This question shouldn't be entirely that hard but for some reason when I check with my peers, all of us have completely varying or different answers... Here is the question. (Scanned the question from my worksheet)

So for

**PART A**, I did this.

$\displaystyle y' = 4x^3 - 10x^2y\frac{dy}{dx} - 10xy^2 + 16y^3\frac{dy}{dx} = 0$

$\displaystyle -10x^2y\frac{dy}{dx} +16y^3\frac{dy}{dx} = -4^3 + 10xy^2$

$\displaystyle \frac{dy}{dx}(16y^3 - 10x^2y) = 10xy^2 - 4x^3$

$\displaystyle \frac{dy}{dx} = \frac{10xy^2 - 4x^3}{16y^3 - 10x^2y} = \frac{5xy^2 - 2x^3}{8y^3 - 5x^2y}$

Then for

**PART B**, I plugged in (2,1) into my dy/dx and I got the slope to be 1/2 and thus my tangent line equation for $\displaystyle \ell$ was $\displaystyle y = \frac{1}{2}x + 0$

Then for

**PART C**, I set the equation to $\displaystyle y(2) = 0$ for $\displaystyle x=2$ and I got that $\displaystyle y = 1, -1, 2, -2$. But I'm not sure what to do with this...

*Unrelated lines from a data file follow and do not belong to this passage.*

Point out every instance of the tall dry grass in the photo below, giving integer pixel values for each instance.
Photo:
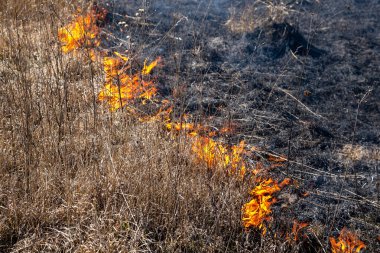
(76, 178)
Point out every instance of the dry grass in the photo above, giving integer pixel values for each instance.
(76, 178)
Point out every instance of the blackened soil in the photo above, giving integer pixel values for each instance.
(305, 87)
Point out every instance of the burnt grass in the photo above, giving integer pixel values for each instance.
(293, 78)
(304, 86)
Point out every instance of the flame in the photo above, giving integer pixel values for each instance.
(120, 87)
(82, 32)
(258, 210)
(348, 242)
(208, 151)
(180, 126)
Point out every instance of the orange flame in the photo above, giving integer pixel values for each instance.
(209, 151)
(219, 155)
(147, 69)
(82, 32)
(348, 242)
(258, 210)
(120, 88)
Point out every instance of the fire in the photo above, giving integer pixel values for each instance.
(81, 33)
(120, 87)
(209, 151)
(219, 155)
(258, 210)
(348, 242)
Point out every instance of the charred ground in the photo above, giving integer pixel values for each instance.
(296, 78)
(302, 82)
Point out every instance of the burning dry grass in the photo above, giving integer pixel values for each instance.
(76, 178)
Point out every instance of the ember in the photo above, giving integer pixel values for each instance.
(258, 210)
(120, 87)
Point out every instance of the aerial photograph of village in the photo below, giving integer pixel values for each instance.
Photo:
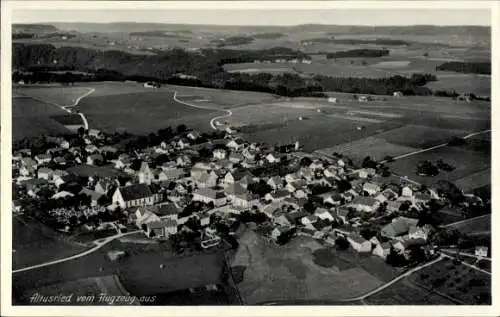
(337, 157)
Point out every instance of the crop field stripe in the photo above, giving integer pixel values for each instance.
(355, 118)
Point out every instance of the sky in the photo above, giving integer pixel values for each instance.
(262, 17)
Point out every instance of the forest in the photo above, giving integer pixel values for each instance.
(45, 63)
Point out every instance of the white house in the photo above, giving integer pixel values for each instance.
(219, 154)
(359, 243)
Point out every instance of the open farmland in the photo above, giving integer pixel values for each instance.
(34, 243)
(150, 112)
(60, 95)
(272, 273)
(140, 272)
(406, 293)
(466, 162)
(473, 181)
(374, 147)
(31, 118)
(462, 283)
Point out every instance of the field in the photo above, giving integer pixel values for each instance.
(60, 95)
(479, 85)
(90, 170)
(457, 281)
(466, 162)
(473, 181)
(140, 271)
(151, 111)
(34, 243)
(272, 273)
(85, 291)
(374, 147)
(406, 293)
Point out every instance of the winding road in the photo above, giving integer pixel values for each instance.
(99, 244)
(213, 120)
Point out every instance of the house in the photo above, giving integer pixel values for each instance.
(278, 195)
(389, 194)
(382, 250)
(43, 159)
(394, 205)
(236, 157)
(145, 174)
(284, 221)
(323, 214)
(171, 173)
(419, 232)
(406, 192)
(316, 164)
(364, 204)
(398, 227)
(94, 196)
(168, 211)
(275, 182)
(309, 220)
(481, 251)
(296, 185)
(381, 198)
(235, 144)
(95, 159)
(91, 148)
(359, 243)
(342, 214)
(183, 160)
(421, 198)
(244, 200)
(193, 135)
(207, 180)
(371, 188)
(135, 195)
(272, 158)
(161, 229)
(208, 195)
(278, 231)
(45, 173)
(219, 154)
(330, 171)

So this is the work I did so far and I'm not sure on how to figure out part C or D of the question... If anyone could correct or check my initial work to see that it's correct or help me with Part C and D, then I would be really grateful! Because with some peers I was checking my work with, they got different derivatives or for part B got slopes like -3/14 or -13/14.